What caught me most off-guard by my sudden collapse in energy and optimism was that the week had been going (and, indeed, would finish!) so well. Because of the weather throughout the week, I had a bit more time to plan and write than I normally would. (Basically, soccer practice was cancelled, so I had Wednesday evening free, and because everything was wet and muddy all week, I did not feel guilty about not getting the girls to the park after school on Monday and Thursday.) The extra time always gets filled, but this week, I wasn’t carving extra time out of potential sleep or workout hours. I worked ever closer to finishing the introduction to my dissertation, I received some extremely kind and helpful comments on the article that is still in a jumble, the pile of grading got a little bit lighter before growing heavier once more, and I felt like I was keeping pace with the tasks of daily life: grocery shopping, cooking, doing the laundry, tidying up, and spending time with the girls playing and making sure they are bathed, do their homework, get to their extracurriculars, and hit the sack on time. This is all par for the course on a normal week, but this week’s weather and my odd sleeping habits permitted me to feel a bit ahead of the game. I got to the gym three times, had two of the best runs that I have had in months, and got to bed before eleven almost every night  (doubly important because I have to be up at 4 on Tues., Wed., Thurs.). If weeks in the semester feel like a zero-sum game between me and the pile of to-dos, I felt like I had broken even or come out slightly ahead.

But there is no denying how miserable I felt by the end of the night on Thursday. My schedule this term is exhausting. And I could not overcome the feeling that for every inch I felt I had gained in course prep, job materials, dissertation or article writing, tending to the kids or the house, or taking care of my own physical/mental well-being, I had fallen a few yards behind in something else. Thursday night, I did no writing, no grading, no planning. I cooked dinner and did some laundry but neglected to make the girls shower or do their bedtime reading. Once they had brushed their teeth and settled into bed, I opened a cheap paperback and tried to get lose my feelings of defeat, exhaustion, and discomfort in some fiction before retreating into my own sleep.

I want neither to disregard that feeling of mid-week defeat nor to empower it. It might be a sign that I pushed a bit too hard last week, but it may also signify that I simply need to be a bit more self-aware so as not to risk the kinds of crashes that I have had in the past when burning the candle at both ends. I am already starting to do better at tracking things in my calendar. And I am becoming better at taking the “wins” as they come. (Running without knee, shin, and back pain this week may have been the biggest. Not going to lie.) Of course, the biggest lesson of last week is perhaps once more the most obvious: the work-life balance is not, in fact, a zero-sum game. My weeks are not a competition against a clock, or my schedule, or my previous records of productivity. Each day unfolds through its own rhythm and takes on a shape of its own. And each can be distinct from another just as much as each can exert a kind of collective energy, arc, or force that it has accumulated over a series of days. But at the end of each day, arc, or cycle, the best thing I can do is to look at all that has been done and begin working on how to do it better in the morning.

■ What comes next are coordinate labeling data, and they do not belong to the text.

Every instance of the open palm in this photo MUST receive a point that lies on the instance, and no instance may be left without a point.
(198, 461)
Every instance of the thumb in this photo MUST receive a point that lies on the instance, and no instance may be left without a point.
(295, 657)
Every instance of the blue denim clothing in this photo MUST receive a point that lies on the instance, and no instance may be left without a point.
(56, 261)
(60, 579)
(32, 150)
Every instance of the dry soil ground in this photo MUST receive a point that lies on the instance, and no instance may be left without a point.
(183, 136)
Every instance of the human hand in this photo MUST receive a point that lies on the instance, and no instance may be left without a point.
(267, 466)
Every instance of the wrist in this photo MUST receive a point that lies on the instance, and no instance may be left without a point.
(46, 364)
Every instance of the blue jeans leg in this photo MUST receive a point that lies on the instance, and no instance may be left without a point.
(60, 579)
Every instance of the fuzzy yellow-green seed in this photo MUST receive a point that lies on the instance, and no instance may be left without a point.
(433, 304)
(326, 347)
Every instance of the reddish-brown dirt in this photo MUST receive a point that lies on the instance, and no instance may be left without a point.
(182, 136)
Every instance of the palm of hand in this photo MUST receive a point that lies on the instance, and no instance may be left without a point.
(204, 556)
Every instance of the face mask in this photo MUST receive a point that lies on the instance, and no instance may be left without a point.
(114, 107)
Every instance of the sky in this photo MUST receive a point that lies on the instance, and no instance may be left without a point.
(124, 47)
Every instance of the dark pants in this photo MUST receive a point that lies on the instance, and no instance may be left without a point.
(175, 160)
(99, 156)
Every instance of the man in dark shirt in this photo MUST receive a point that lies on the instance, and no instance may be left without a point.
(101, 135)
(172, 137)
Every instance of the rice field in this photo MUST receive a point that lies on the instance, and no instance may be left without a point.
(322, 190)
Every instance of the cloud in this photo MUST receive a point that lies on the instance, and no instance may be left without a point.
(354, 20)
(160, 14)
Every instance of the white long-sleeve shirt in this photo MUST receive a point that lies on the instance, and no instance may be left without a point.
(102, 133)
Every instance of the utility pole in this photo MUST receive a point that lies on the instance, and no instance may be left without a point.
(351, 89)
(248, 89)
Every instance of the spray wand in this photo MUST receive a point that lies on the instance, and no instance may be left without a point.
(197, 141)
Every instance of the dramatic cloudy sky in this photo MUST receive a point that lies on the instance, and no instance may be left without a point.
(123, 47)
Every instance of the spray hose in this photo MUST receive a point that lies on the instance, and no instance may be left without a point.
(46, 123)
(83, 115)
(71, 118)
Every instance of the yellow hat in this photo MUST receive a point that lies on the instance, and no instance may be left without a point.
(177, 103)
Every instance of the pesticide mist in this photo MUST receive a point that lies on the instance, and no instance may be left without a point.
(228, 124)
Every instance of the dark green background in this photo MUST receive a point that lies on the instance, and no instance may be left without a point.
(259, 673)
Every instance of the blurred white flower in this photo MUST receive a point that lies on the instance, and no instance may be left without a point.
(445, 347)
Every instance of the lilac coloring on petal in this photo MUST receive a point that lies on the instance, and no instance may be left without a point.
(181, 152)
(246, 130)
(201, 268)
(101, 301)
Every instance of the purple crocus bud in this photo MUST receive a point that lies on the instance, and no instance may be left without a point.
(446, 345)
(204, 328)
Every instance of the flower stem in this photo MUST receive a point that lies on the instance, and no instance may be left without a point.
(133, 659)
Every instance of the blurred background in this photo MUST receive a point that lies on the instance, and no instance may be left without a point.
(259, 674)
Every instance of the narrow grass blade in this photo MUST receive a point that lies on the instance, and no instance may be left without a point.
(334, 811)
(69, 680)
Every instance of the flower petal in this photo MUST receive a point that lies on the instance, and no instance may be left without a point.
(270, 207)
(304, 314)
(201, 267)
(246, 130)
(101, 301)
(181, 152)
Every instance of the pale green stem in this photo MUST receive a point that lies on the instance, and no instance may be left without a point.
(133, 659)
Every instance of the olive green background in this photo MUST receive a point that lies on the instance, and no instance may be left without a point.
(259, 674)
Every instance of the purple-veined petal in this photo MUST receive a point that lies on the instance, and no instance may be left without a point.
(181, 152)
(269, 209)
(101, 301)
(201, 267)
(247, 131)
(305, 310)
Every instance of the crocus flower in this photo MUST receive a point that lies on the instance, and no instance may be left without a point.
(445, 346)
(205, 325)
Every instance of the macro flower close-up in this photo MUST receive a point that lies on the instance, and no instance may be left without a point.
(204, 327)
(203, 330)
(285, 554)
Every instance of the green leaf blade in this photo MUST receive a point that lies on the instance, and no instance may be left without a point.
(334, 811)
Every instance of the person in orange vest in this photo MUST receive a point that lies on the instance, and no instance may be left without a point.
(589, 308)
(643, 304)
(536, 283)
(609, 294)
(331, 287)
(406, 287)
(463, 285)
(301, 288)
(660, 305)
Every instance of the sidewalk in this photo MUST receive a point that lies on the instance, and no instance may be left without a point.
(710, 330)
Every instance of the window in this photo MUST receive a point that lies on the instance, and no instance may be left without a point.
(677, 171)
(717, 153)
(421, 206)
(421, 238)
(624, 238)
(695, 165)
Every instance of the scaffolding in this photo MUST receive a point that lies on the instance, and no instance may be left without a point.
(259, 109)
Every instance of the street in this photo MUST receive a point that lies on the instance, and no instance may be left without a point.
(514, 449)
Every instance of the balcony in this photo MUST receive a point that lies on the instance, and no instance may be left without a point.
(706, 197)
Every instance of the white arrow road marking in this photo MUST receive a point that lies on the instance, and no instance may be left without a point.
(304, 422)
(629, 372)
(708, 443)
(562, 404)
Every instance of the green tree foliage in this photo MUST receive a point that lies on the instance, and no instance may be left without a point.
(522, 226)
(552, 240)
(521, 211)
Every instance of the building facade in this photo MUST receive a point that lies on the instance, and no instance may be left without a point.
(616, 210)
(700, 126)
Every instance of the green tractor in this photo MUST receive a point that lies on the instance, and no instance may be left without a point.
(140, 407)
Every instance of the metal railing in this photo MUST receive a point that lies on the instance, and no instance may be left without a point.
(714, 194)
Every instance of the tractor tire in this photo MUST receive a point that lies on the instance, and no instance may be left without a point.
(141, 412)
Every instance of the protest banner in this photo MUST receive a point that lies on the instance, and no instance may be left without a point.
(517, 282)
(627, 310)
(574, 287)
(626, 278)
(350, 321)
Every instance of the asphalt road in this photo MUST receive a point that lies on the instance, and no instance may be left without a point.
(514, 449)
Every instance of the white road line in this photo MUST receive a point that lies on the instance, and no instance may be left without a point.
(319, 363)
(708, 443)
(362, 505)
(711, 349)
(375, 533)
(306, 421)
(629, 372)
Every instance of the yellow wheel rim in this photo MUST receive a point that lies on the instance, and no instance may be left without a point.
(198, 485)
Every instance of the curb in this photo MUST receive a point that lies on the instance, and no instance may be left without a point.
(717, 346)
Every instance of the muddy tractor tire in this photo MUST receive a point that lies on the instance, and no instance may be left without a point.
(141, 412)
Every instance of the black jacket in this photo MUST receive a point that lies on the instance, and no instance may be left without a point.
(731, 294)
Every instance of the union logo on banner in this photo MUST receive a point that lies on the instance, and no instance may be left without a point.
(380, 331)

Last week’s exhaustion was also important because my schedule is reaching a turning point. This week, my classes are doing peer review workshops for their midterm papers and beginning a film screening that will carry us to the midterm break. The semester is already nearly half-way over. The break will afford an important time to take stock, to get some rest, and to begin looking forward once more.

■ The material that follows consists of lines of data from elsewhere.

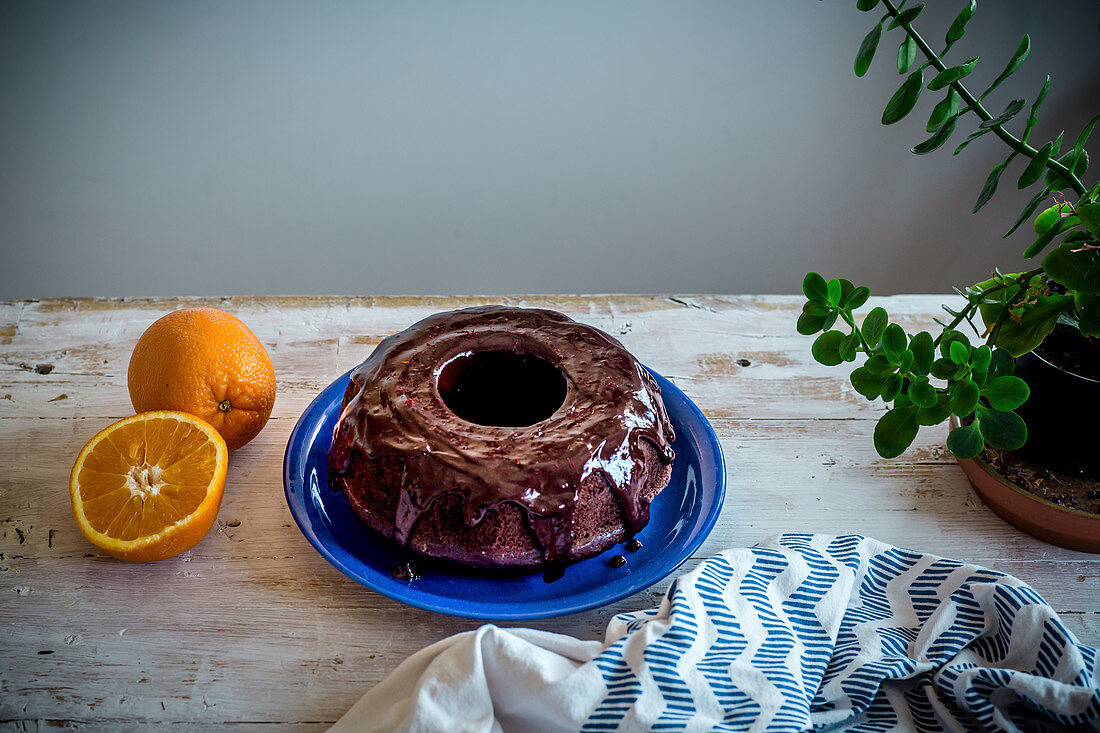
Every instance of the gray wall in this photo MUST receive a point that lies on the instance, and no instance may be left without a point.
(440, 148)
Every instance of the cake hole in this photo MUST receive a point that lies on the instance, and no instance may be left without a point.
(502, 387)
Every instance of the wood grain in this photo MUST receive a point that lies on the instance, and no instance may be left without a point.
(253, 628)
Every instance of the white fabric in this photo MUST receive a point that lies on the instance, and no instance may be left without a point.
(802, 632)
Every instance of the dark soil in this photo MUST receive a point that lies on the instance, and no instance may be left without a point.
(1062, 489)
(1065, 347)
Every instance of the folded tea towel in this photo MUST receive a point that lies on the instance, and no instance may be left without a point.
(801, 632)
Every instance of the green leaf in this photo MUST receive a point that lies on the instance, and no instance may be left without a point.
(1076, 271)
(893, 341)
(1090, 217)
(905, 362)
(943, 369)
(906, 15)
(959, 352)
(966, 441)
(1000, 429)
(964, 397)
(952, 75)
(922, 394)
(937, 139)
(880, 365)
(1019, 337)
(826, 348)
(923, 352)
(809, 325)
(814, 286)
(944, 110)
(1007, 392)
(1000, 364)
(1053, 216)
(867, 382)
(937, 413)
(990, 187)
(1018, 58)
(949, 337)
(895, 431)
(857, 297)
(1010, 111)
(904, 99)
(875, 325)
(906, 54)
(1034, 170)
(980, 358)
(866, 52)
(1046, 238)
(958, 25)
(1029, 209)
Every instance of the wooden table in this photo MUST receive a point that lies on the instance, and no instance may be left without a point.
(254, 627)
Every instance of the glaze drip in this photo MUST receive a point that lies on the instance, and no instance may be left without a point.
(611, 405)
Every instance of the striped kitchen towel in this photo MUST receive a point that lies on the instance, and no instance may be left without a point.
(803, 632)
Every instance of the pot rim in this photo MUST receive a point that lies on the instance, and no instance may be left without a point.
(983, 465)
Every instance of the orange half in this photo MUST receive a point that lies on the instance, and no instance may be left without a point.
(149, 487)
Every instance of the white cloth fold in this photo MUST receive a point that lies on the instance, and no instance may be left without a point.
(801, 632)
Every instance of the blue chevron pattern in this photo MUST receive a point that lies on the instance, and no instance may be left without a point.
(845, 633)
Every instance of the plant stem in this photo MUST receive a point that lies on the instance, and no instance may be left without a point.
(982, 113)
(971, 305)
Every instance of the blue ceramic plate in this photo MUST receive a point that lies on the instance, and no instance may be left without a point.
(681, 517)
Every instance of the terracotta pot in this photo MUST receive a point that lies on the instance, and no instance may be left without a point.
(1058, 525)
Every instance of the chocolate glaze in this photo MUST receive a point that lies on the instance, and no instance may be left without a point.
(612, 404)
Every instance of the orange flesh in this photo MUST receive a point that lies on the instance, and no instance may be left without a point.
(145, 477)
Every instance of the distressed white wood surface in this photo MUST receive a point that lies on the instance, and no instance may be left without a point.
(253, 627)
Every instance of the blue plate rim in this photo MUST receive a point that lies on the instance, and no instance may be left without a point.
(515, 610)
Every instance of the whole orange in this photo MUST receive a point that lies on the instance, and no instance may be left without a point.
(208, 363)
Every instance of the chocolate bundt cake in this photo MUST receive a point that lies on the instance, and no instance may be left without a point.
(502, 437)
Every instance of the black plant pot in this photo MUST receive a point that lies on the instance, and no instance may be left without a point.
(1062, 415)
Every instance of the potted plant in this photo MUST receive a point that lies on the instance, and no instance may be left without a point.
(1027, 386)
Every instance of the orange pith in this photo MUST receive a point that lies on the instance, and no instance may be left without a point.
(206, 362)
(149, 487)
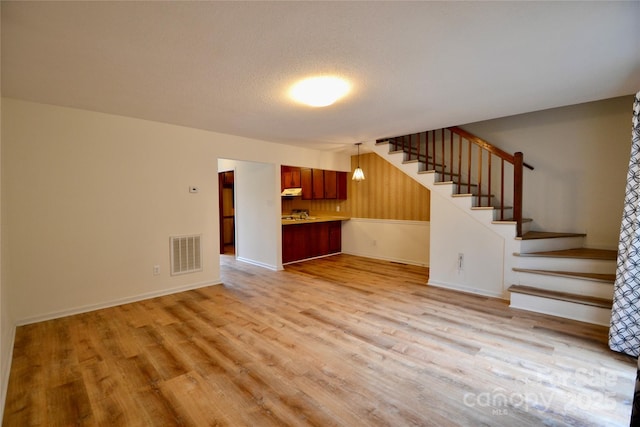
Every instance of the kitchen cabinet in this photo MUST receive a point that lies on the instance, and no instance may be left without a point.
(290, 177)
(306, 182)
(310, 240)
(341, 185)
(330, 185)
(319, 184)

*I know that a lot of folks – especially academics – produce lists of the things they accomplish each week as a way to ward off precisely the feelings I describe here or to have quantitive evidence to combat the boogeyman of imposter syndrome. I will not be offering such lists because I do not keep them, have not found them useful in the same way(s). I will say that those of my friends who have adopted this approach have found much to commend in the practice, and if that seems a more efficacious method of combating imposter syndrome, fatigue, or depression, then it should be recommended widely. We need as many tools as we can have at our disposal to remind ourselves of the good we do so that when we are feeling defeated, we can take those feelings in stride.